I could go on, but that’s should give you an idea. Basically, e-scooter maintenance and loss adds up to over 25% of the cost per ride. I’ll spare you the math (for now), and it does depend on the particular model being used, but 25% is an optimistic low-end.
Scooters startups end up looking a bit like this:
OMG what is all that stuff?? Well, some of it is caffeine (trademark coffee cups of Israeli coffee, cafe shachor).
But mostly it’s the result of having to manage constant repairs of scooters.
Every night, a large percentage (between 5% and 20%, depending on seasonality and luck) of a fleet of scooters can come in the door with problems including
- Won’t charge
- Some system error meaning it won’t lock or unlock
- Broken controls (brake lever, accelerator, even just grips)
- Bent frame
- Damaged motor
- Damaged brakes
- Poor driving (e.g. imbalanced, uneven wheel)
- and so on…
Staff of a warehouse have to learn how to triage, categorise faults, assign them for repair, and then assign a workforce to repair them systematically to get them out the door.
They also have to learn to manage parts inventory, keep a well-organised warehouse, and conduct all the repairs of course.
The problem: most people hired into startups have no experience in managing a workshop. They may have worked in one, or seen them. They’re definitely bright and able to learn quickly and have all the requirements we hire for in operations talent. But they still have no idea.
Add on to that the constant chaos of daily operations (charger teams getting into disputes and sometimes quitting, conflict between a company and authorities, or just changing operations strategy) and you have a recipe for headaches.
What’s the solution? Plan ahead
I’d say the solution is “hire me as a consultant”, but it’s easier than that!
The first step is to be realistic about future infrastructure needs and bake them into your plans. Don’t think of ops as a temporary measure until you optimise it away. Build it well, and build it to last.
The second step is to hire the right people. Flexible, bright, self-starting. If you get over-pedantic about building exactly the right infrastructure and hire for specific roles you might build yourself into the corner. But if you hire ops generalists who are on-the-ground problem solvers who can report up and down the chain with ease you will set yourself up for the future.
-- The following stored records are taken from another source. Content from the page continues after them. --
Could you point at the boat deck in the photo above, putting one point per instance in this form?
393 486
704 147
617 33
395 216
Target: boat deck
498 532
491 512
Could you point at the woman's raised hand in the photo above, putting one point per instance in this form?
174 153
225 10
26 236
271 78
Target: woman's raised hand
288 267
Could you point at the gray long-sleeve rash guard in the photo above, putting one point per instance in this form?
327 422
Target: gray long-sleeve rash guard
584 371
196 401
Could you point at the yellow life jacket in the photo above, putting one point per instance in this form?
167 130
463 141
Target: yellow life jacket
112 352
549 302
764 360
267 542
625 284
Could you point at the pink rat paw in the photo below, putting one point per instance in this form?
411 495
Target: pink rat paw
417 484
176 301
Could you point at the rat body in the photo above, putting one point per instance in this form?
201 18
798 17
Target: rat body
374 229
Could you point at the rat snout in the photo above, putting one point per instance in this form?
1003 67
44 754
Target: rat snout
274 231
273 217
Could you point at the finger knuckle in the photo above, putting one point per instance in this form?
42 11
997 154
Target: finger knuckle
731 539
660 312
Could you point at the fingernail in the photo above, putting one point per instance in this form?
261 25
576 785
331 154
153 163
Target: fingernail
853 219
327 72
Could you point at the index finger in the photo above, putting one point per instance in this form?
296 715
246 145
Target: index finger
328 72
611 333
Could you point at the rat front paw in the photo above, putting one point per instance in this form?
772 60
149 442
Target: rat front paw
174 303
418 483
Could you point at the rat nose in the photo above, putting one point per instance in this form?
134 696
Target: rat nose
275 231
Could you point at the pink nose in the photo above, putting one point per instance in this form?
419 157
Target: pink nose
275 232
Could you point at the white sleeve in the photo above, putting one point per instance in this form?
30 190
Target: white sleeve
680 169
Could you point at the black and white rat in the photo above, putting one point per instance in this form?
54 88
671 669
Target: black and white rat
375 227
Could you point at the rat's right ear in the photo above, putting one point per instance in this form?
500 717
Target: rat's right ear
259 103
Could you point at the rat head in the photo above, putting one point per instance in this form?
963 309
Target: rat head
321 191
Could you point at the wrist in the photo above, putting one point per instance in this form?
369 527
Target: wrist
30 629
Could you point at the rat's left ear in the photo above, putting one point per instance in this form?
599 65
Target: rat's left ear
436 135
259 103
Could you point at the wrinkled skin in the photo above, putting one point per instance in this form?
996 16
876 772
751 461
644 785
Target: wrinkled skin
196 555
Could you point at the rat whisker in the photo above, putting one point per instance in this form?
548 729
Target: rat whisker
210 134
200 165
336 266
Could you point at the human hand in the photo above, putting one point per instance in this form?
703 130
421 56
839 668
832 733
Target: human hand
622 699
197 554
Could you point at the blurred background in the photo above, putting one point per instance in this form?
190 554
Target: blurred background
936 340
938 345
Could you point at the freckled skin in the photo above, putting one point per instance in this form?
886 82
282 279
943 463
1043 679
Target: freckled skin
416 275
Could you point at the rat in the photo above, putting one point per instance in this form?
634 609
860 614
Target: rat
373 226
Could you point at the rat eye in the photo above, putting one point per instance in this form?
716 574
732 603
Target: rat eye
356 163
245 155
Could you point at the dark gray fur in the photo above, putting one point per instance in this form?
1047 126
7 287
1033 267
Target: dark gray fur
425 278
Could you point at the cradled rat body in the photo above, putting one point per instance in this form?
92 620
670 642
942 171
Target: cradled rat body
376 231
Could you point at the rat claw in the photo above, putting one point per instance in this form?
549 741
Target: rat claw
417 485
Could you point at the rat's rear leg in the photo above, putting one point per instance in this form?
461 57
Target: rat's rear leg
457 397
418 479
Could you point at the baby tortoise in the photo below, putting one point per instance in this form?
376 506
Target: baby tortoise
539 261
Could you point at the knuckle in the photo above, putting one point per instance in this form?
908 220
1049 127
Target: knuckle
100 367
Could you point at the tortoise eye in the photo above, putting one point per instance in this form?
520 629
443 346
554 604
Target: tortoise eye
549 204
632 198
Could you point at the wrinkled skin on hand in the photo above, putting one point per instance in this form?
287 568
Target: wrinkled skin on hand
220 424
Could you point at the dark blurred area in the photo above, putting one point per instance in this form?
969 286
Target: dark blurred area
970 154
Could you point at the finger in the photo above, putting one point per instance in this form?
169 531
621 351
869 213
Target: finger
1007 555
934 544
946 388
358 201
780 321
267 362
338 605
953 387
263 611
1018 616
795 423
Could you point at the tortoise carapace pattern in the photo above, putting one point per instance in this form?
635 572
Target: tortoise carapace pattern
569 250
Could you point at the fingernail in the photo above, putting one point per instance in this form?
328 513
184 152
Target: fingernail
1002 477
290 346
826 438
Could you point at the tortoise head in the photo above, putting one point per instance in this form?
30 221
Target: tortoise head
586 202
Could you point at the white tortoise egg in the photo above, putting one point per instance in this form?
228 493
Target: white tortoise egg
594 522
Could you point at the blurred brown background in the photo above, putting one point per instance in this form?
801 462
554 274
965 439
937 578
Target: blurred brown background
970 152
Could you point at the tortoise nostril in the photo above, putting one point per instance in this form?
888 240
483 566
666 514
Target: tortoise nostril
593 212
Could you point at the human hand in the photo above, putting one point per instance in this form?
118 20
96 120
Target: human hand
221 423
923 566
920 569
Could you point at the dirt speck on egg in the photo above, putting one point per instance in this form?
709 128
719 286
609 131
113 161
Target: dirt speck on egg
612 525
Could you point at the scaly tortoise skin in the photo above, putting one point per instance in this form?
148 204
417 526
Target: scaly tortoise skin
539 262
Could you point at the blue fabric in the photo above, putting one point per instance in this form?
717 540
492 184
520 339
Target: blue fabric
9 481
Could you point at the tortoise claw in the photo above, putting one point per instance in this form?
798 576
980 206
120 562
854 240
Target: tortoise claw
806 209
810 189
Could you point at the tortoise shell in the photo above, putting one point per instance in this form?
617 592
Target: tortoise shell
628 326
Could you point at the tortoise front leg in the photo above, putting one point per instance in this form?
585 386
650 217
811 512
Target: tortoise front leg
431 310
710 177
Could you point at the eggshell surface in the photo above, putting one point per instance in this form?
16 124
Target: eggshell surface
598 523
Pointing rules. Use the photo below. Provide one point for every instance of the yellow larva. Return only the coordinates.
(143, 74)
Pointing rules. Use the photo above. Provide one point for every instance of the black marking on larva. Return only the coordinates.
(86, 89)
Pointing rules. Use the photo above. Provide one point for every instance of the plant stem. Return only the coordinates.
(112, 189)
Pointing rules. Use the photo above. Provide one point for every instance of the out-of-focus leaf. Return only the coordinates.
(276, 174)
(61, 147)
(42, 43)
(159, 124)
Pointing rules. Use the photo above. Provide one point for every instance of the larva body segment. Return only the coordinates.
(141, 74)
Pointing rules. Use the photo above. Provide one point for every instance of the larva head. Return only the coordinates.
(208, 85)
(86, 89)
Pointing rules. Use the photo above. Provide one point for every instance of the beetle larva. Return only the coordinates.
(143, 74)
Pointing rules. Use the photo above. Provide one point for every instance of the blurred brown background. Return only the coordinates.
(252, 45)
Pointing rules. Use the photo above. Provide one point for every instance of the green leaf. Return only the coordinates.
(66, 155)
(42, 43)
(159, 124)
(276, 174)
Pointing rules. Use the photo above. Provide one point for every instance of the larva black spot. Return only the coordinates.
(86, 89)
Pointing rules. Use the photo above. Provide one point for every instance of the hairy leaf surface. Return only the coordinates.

Finally, don’t outsource all this. I see too many divisions of companies outsourcing bits of ops like logistics and deployment logic… when this constitutes a large part of their business model. If a scooter business is made up of a cool scooter product, an efficient matching algorithm, and scalable operations that put them on the ground, why would you outsource the last part? It’s a huge and difficult to replicate part of your business.